A Lyon, un des jours qui précèdent la Toussaint, c'était un rite : avec mon père, on allait toujours à pied au cimetière pas très loin de chez nous, lui et moi.
En général, le ciel pleurait ou fronçait les sourcils. Il n'y avait personne de notre famille dans ce cimetière lyonnais, mais mon père tenait à visiter la tombe d'un ancien camarade de travail. Avant d'entrer dans le cimetière, il fallait résister aux offres de la dizaine de garnements du quartier qui offraient, contre piécettes, leurs services pour porter les fleurs sur la tombe. Pour eux, de fraîche immigration, le cimetière n'était pas lieu de souvenirs, mais occasion d'argent de poche.
Du côté où on entre depuis chez nous dans ce cimetière, il y a une énorme bâtisse, avec un dôme comme une église, où de 9h à 12h et de 14h à 17h en semaine on peut brûler les morts. Les Samedi et Dimanche, on leur fout la paix. J'ai su, plus tard, que cette bâtisse s'appelait un "crématorium". Je ne voulais pas être brûlée ! ... des fois que je ne serais pas tout à fait morte, ce serait horrible !
Et puis, il y avait les tombes des autres morts, ceux qu'on avait enterrés. Des tombes bien rangées les unes à côté des autres, très serrées. Dans un cimetière, c'est pire que dans le TGV ou l'avion : on est très serrés, pour l'éternité !

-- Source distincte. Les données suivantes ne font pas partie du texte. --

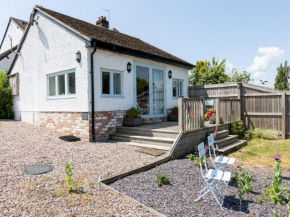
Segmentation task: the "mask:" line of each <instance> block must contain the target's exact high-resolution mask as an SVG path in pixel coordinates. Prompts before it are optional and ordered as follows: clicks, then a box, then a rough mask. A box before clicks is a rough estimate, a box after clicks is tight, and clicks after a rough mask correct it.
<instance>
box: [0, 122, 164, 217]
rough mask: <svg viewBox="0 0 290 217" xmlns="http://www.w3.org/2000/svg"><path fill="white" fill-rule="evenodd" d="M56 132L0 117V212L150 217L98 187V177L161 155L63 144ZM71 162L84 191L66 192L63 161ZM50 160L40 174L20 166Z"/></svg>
mask: <svg viewBox="0 0 290 217" xmlns="http://www.w3.org/2000/svg"><path fill="white" fill-rule="evenodd" d="M59 136H61V135H60V134H59V133H56V132H53V131H51V130H49V129H44V128H39V127H34V126H32V125H30V124H26V123H22V122H14V121H0V152H1V153H0V189H1V191H0V210H1V216H154V215H153V214H152V213H149V212H147V211H146V210H144V209H143V208H142V207H139V206H138V205H136V204H135V203H132V202H130V201H128V200H126V199H123V198H122V197H120V196H119V195H117V194H115V193H114V192H112V191H110V190H107V189H104V188H101V187H100V186H99V184H98V181H99V180H101V179H104V178H108V177H111V176H114V175H117V174H120V173H123V172H126V171H129V170H132V169H135V168H138V167H141V166H143V165H146V164H148V163H151V162H154V161H157V160H159V159H161V158H163V157H165V156H160V157H153V156H149V155H145V154H142V153H138V152H135V151H134V148H133V147H130V146H127V145H126V144H125V143H115V142H105V143H89V142H83V141H80V142H75V143H67V142H64V141H61V140H59V139H58V137H59ZM65 163H70V164H71V165H72V166H73V168H74V169H73V181H75V182H76V183H78V184H80V185H81V186H82V187H83V188H84V192H85V193H84V194H68V193H67V191H66V189H65V187H64V180H65V174H64V165H65ZM36 164H52V165H53V166H54V170H53V171H52V172H50V173H47V174H44V175H36V176H32V175H26V174H24V172H23V169H24V168H25V167H27V166H31V165H36Z"/></svg>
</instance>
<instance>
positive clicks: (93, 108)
mask: <svg viewBox="0 0 290 217" xmlns="http://www.w3.org/2000/svg"><path fill="white" fill-rule="evenodd" d="M93 47H94V51H93V52H92V53H91V92H92V95H91V98H92V101H91V103H92V140H93V141H95V139H96V138H95V137H96V136H95V87H94V86H95V82H94V54H95V53H96V50H97V43H96V42H94V43H93Z"/></svg>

Je lisais les noms et les dates sur les tombes : la plupart des gens étaient morts très vieux. Le plus souvent, le Monsieur était mort avant la dame. Il y avait des tombes familiales où les dates s'alignaient sur 2 siècles : 1814, 1935, etc... Le plus souvent, on ne savait pas pourquoi les gens qui étaient sous la pierre tombale étaient morts... sauf une tombe, que je remarquais à chaque fois, celle d'une fille de 16 ans qui était morte en 1944 et derrière la date, était noté : "

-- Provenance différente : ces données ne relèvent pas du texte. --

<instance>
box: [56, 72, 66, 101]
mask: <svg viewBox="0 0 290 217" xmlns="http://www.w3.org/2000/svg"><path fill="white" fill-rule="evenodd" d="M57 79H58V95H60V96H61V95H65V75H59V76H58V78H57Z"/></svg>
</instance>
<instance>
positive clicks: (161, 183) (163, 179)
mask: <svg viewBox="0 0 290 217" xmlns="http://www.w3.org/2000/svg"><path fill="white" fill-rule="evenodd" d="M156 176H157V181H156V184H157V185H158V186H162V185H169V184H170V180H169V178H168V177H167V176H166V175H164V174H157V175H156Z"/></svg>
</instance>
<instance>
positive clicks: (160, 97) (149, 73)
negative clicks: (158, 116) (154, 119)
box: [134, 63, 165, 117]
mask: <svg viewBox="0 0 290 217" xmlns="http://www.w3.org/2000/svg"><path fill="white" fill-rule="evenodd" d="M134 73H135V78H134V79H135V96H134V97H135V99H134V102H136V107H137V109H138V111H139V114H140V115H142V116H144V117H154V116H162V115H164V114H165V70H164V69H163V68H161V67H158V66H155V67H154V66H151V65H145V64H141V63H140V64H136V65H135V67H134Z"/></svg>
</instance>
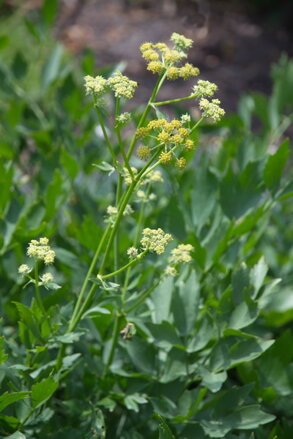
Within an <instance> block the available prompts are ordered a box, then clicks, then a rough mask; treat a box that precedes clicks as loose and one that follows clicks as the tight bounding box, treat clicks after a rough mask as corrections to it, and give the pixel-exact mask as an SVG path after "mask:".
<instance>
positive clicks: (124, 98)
mask: <svg viewBox="0 0 293 439" xmlns="http://www.w3.org/2000/svg"><path fill="white" fill-rule="evenodd" d="M84 80H85V89H86V93H87V94H92V95H94V97H95V98H96V99H97V100H99V99H100V98H101V97H102V96H103V95H104V94H105V93H106V92H107V91H108V90H112V91H113V92H114V95H115V97H117V98H124V99H131V98H133V95H134V93H135V90H136V87H137V82H135V81H131V80H130V79H129V78H128V77H127V76H124V75H122V73H121V72H115V73H114V74H113V76H111V77H110V78H109V79H105V78H103V77H102V76H96V77H93V76H89V75H87V76H85V78H84ZM123 123H125V117H124V120H123Z"/></svg>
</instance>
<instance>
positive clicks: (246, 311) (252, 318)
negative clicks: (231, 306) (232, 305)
mask: <svg viewBox="0 0 293 439" xmlns="http://www.w3.org/2000/svg"><path fill="white" fill-rule="evenodd" d="M258 313H259V311H258V306H257V303H256V302H253V301H252V300H247V301H246V302H241V303H239V305H237V306H236V308H235V309H234V310H233V312H232V314H231V317H230V321H229V323H228V327H229V328H233V329H242V328H245V327H246V326H249V325H251V324H252V323H253V322H254V321H255V320H256V319H257V317H258Z"/></svg>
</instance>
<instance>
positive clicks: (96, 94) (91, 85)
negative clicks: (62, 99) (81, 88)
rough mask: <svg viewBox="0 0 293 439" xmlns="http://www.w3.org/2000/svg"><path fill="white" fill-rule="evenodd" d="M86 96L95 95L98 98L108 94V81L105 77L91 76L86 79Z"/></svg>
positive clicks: (86, 77) (84, 80) (85, 87)
mask: <svg viewBox="0 0 293 439" xmlns="http://www.w3.org/2000/svg"><path fill="white" fill-rule="evenodd" d="M84 81H85V90H86V94H91V93H94V94H95V95H97V96H101V95H102V94H104V93H105V92H106V87H107V80H106V79H105V78H103V76H96V77H93V76H90V75H87V76H85V77H84Z"/></svg>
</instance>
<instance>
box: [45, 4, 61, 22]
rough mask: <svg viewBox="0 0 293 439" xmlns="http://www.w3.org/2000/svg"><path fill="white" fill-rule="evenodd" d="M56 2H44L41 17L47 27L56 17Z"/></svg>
mask: <svg viewBox="0 0 293 439" xmlns="http://www.w3.org/2000/svg"><path fill="white" fill-rule="evenodd" d="M58 3H59V2H58V0H44V2H43V7H42V15H43V18H44V21H45V23H46V24H47V26H51V25H52V24H53V22H54V20H55V18H56V16H57V12H58Z"/></svg>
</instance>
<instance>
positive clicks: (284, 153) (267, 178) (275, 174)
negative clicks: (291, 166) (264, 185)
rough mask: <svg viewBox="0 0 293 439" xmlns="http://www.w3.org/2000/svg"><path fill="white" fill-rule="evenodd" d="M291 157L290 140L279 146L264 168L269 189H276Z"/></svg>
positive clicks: (265, 182) (286, 140)
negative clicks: (264, 167) (290, 153)
mask: <svg viewBox="0 0 293 439" xmlns="http://www.w3.org/2000/svg"><path fill="white" fill-rule="evenodd" d="M288 157H289V140H288V139H286V140H284V142H283V143H282V144H281V145H280V146H279V148H278V150H277V152H275V154H273V155H271V156H270V157H269V158H268V160H267V163H266V166H265V169H264V182H265V185H266V187H267V188H268V189H271V190H273V191H275V190H276V189H277V188H278V186H279V184H280V180H281V176H282V172H283V169H284V167H285V165H286V162H287V160H288Z"/></svg>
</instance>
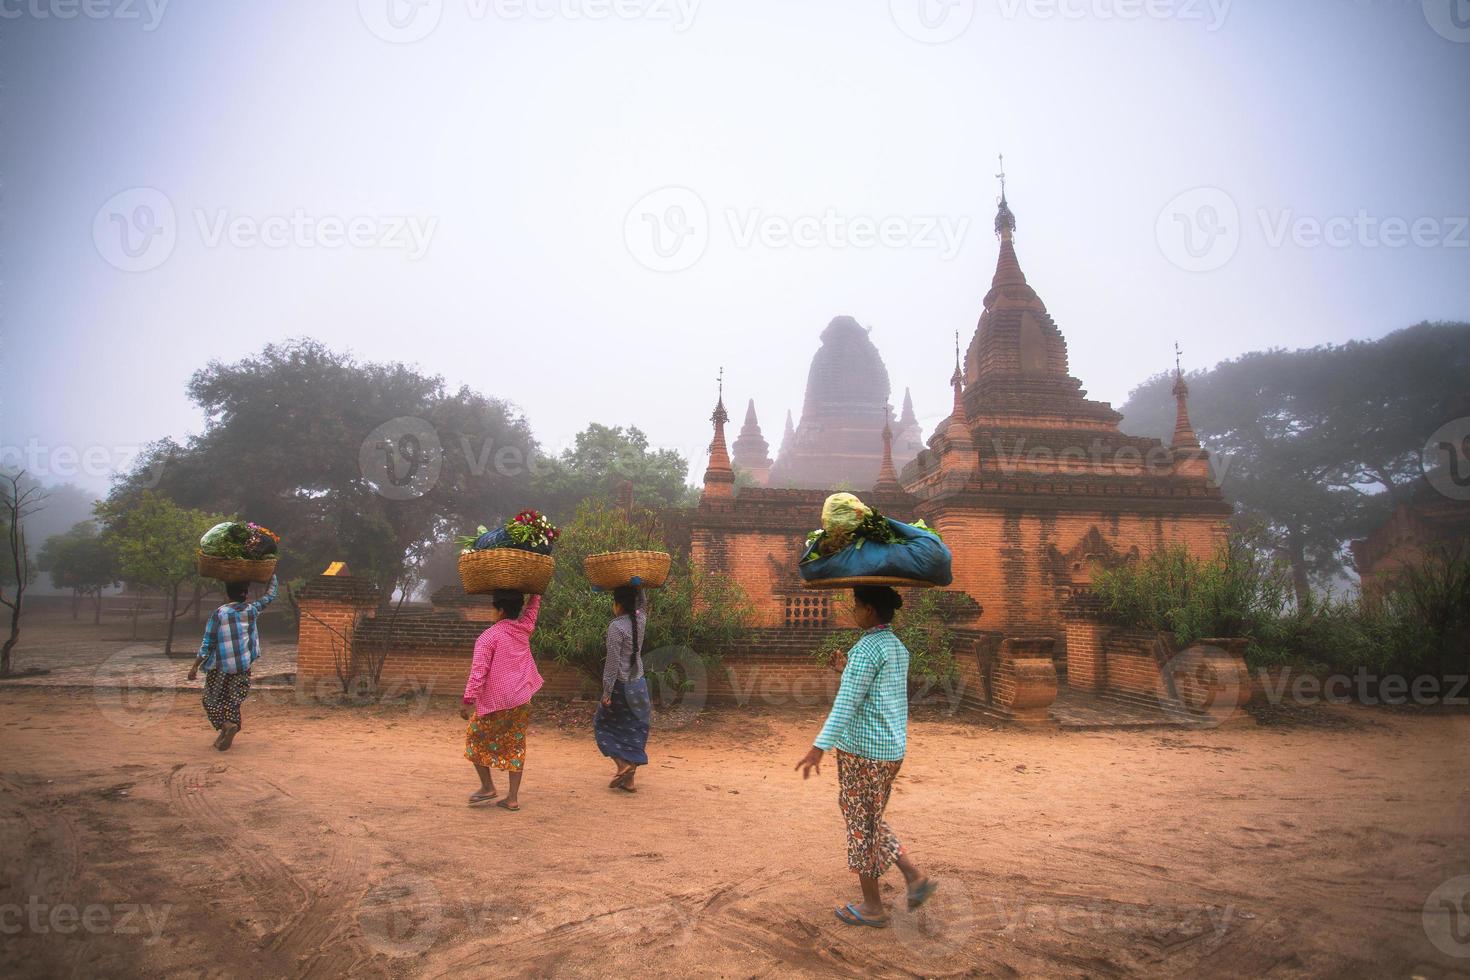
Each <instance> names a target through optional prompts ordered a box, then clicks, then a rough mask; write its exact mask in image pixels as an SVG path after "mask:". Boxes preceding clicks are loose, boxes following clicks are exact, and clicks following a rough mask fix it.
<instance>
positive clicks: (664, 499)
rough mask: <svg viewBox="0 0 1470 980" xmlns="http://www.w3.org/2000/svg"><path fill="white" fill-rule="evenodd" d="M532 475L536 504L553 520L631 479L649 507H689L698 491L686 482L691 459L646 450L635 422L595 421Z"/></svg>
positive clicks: (645, 435) (612, 493) (647, 441)
mask: <svg viewBox="0 0 1470 980" xmlns="http://www.w3.org/2000/svg"><path fill="white" fill-rule="evenodd" d="M541 469H542V470H544V472H541V473H537V475H535V476H534V479H532V488H531V489H532V492H534V494H535V498H537V501H539V502H538V504H535V507H537V508H538V510H542V511H544V513H547V514H548V516H551V517H553V520H570V519H572V516H573V514H575V513H576V510H578V507H579V505H581V504H582V501H587V500H598V501H603V502H607V504H612V502H616V501H617V500H619V494H620V492H622V489H623V486H625V485H631V489H632V498H634V504H635V505H638V507H647V508H654V510H657V508H664V507H688V505H691V504H694V502H697V501H698V494H697V492H695V491H694V489H692V488H691V486H689V485H688V478H689V461H688V460H685V458H684V457H682V455H679V454H678V453H675V451H673V450H650V448H648V436H647V435H644V432H642V429H639V428H637V426H629V428H626V429H625V428H623V426H604V425H600V423H597V422H594V423H591V425H588V426H587V428H585V429H584V430H581V432H578V433H576V442H575V445H573V447H572V448H570V450H566V451H564V453H562V455H560V457H559V458H556V460H553V461H548V463H545V464H544V466H542V467H541Z"/></svg>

victime du bombardement de Lyon".
Il y avait des tombes où une étiquette en métal rivetée marquait "
Fin de concession. Prendre contact avec la division funéraire". Mon père m'avait expliqué que les morts de ces tombes n'avaient probablement plus de familles pour payer la location du terrain à la ville. Donc ils risquaient d'être expulsés et leur tombe détruite. "Et leurs os, qu'est-ce qu'ils deviennent ?" demandé-je à mon père... Il ne savait pas et m'avait suggéré que les os allaient peut-être dans une "fosse commune"... Mais celle-là, que j'imaginais comme une sorte de cratère de volcan avec plein d'os blancs et de crânes au fond, n'avait pas de monument, et je ne l'ai jamais trouvé.
Pendant que mon père était devant la tombe de son copain, moi, j'allais voir mes morts à moi : il y a dans le cimetière un coin où, cachées derrière de grosses tombes en pierre sombre (que je détestais et trouvais moches), se dressent quelques croix en bois très simples avec un seul nom "
Anonyme" et la date de la sépulture. Pas de pierre, à peine un tumulus de la taille d'un lit. Dans mon esprit de pré-adolescente, çà devait être les tombes des clochards que je rencontrais dans certaines rues de Lyon : alors, j'allais voler quelques fleurs dans les énormes bouquets posés sur les tombes en pierre, à l'occasion de la Toussaint, et je posais une fleur au pied de chacune des modestes croix. Et, contente, j'allais rejoindre mon père, qui ne savait rien.
Il y a une époque, il y a 3 ans, mon coeur allait très mal et je fus persuadée que je n'en avais plus pour bien longtemps à vivre. J'ai alors supplié mes parents de ne jamais me mettre dans ce cimetière de Lyon : trop de tombeaux laids, et on est trop serré. Dans le Lot, il y a un joli petit cimetière en surplomb de la vallée. Je vais le voir presque chaque été : tout de suite en entrant à droite, sur la tombe d'un jeune homme mort accidentellement il y a 10 ans, il y a toujours une jolie guitare en pierre du pays. Je voulais être près de lui, et du vieux chêne derrière le mur du cimetière.